Garajau-rosado

Sterna dougallii

 
  Ilustração: Gonçalo Cabaça - ImagDOP

 

 

Os adultos reprodutores apresentam uma mancha preta na cabeça e uma tonalidade rosada no peito (donde deriva o seu nome). No início da época de reprodução o bico é completamente negro, mas após a eclosão das crias, a sua base torna-se vermelha. Em voo e à distancia os indivíduos parecem quase brancos. Na realidade, a parte superior do corpo é de um cinzento muito claro. A cauda é branca e bifurcada com guias mais longas que as do garajau comum. As dimensões desta espécie são ligeiramente inferiores às do garajau-comum. Em média os indivíduos pesam 119 g e têm uma envergadura entre 76 e 79 cm.
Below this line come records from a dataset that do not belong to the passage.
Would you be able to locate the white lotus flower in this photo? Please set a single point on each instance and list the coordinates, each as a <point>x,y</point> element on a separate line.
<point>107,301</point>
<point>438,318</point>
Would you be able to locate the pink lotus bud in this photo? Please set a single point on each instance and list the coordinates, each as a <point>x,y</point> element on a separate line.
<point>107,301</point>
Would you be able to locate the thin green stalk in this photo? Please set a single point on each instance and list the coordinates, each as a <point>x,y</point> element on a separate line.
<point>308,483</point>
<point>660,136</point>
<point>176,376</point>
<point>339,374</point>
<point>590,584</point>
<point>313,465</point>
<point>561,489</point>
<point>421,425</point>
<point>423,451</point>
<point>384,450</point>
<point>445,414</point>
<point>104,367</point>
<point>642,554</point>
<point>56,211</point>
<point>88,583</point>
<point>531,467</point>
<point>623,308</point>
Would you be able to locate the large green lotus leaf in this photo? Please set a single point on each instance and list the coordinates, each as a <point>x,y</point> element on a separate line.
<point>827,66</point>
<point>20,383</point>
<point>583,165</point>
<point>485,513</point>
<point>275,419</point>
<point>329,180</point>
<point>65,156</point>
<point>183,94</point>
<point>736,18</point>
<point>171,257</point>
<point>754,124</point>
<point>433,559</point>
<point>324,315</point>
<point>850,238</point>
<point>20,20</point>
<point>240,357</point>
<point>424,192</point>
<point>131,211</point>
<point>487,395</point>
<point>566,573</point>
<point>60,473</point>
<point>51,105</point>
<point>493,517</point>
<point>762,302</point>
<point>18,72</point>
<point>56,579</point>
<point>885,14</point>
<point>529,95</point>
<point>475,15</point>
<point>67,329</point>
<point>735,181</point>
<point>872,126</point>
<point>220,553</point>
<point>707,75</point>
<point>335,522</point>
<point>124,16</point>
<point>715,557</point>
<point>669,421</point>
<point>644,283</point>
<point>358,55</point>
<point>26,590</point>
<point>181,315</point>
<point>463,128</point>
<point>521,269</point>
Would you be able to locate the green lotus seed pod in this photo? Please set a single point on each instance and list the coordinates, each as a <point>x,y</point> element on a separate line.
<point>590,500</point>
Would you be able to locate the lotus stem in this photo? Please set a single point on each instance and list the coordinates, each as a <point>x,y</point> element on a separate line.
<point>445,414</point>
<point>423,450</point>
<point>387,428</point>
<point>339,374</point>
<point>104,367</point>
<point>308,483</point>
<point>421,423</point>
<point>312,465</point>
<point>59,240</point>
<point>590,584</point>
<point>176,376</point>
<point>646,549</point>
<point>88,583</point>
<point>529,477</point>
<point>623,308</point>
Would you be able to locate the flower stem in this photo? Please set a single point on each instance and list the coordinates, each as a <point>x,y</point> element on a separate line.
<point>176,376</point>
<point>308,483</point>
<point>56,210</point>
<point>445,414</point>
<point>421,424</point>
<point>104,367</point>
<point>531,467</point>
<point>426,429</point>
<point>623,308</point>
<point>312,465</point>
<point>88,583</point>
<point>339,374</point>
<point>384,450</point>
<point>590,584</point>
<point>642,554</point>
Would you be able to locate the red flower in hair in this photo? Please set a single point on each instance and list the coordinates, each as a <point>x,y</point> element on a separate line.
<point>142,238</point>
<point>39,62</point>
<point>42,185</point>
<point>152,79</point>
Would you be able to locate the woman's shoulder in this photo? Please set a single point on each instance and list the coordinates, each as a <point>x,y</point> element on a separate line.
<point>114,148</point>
O período reprodutor decorre entre Abril e Julho e os indivíduos formam colónias ainda mais densas do que os garajaus comuns, podendo atingir 3 ninhos/m2. Os ninhos situam-se em locais protegidos por rochas ou vegetação, mas os ovos (normalmente, um ou dois) são depositados directamente no chão.

A dieta desta espécie pode variar consideravelmente entre colónias e de ano para ano. As suas presas preferenciais são pequenos peixes, principalmente, agulhão, chicharro, peixe-agulha e peixe-pau. Em menores quantidades, ingerem também peixes mesopelágicos que efectuam migrações verticais (nomeadamente, mictofídeos).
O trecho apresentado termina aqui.